I had run a long-running batch job in DataProc Serverless. After some time of running, I figured out that running the job any longer was a waste of time and money, and I wanted to stop it.
I couldn't find a way to kill the job. However, there were two other ways.
- Cancel the batch
- Delete the batch
Initially, I used the first option, and I cancelled the job using:
gcloud dataproc batches cancel BATCH --region=REGION
On the dataproc batch console, it showed the job got cancelled, and I also saw the DCU and shuffle storage usage.
But the surprising point is, I can see the job is still running after one day on the spark history server.
After this, I thought of going with the second option to delete the batch job, and I ran this command.
gcloud dataproc batches delete BATCH --region=REGION
This removed the batch entry from the dataproc batch console, but the job is still seen to be running through the spark history server.
My query is:
- What is the best way to kill the job?
- Am I still being charged once I canceled the running job?
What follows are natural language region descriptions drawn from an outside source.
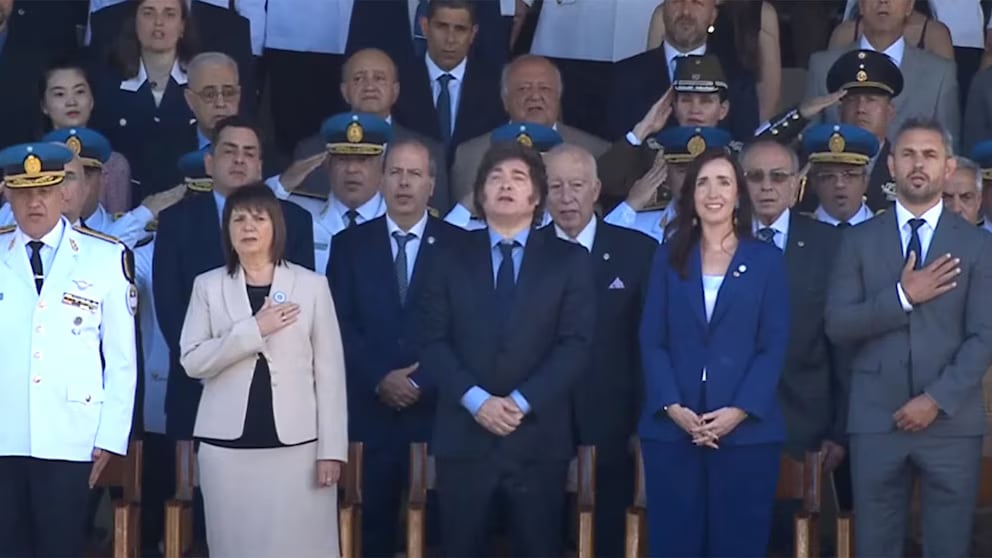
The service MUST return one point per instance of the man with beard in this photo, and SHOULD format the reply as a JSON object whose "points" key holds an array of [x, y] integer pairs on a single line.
{"points": [[910, 291]]}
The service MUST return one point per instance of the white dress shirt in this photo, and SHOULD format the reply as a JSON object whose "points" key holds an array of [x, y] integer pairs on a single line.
{"points": [[412, 245], [930, 217], [586, 236]]}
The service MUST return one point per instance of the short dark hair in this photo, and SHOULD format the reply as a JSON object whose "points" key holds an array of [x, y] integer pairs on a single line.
{"points": [[466, 5], [255, 197], [235, 121], [501, 152], [125, 55], [687, 230]]}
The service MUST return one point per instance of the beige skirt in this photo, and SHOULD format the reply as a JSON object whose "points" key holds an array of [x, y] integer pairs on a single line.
{"points": [[265, 503]]}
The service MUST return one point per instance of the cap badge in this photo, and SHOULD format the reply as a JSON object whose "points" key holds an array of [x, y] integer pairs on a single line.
{"points": [[354, 132], [32, 165], [837, 143], [696, 145]]}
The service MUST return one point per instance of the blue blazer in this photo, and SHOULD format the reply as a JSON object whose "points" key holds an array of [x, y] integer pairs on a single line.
{"points": [[379, 333], [742, 347]]}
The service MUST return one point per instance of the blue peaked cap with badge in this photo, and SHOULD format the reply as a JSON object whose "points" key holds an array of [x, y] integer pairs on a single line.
{"points": [[683, 143], [529, 134], [839, 143], [981, 154], [195, 171], [91, 146], [34, 165], [356, 133]]}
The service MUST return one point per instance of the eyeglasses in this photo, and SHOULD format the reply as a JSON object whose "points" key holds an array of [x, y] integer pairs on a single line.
{"points": [[776, 176], [229, 93]]}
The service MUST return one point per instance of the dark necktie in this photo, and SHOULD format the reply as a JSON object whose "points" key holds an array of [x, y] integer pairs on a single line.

What you are observing is a known shortcoming of the Spark and Spark History Server. Spark marks only successfully finished Spark applications as completed and leaves failed/cancelled Spark applications in the in-progress/incomplete state (https://spark.apache.org/docs/latest/monitoring.html#spark-history-server-configuration-options):
To monitor batch job state you need to use Dataproc API - if Dataproc API/UI shows that state of the batch job is
CANCELLED, it means that it does not run anymore, regardless of the Spark application status in the Spark History Server.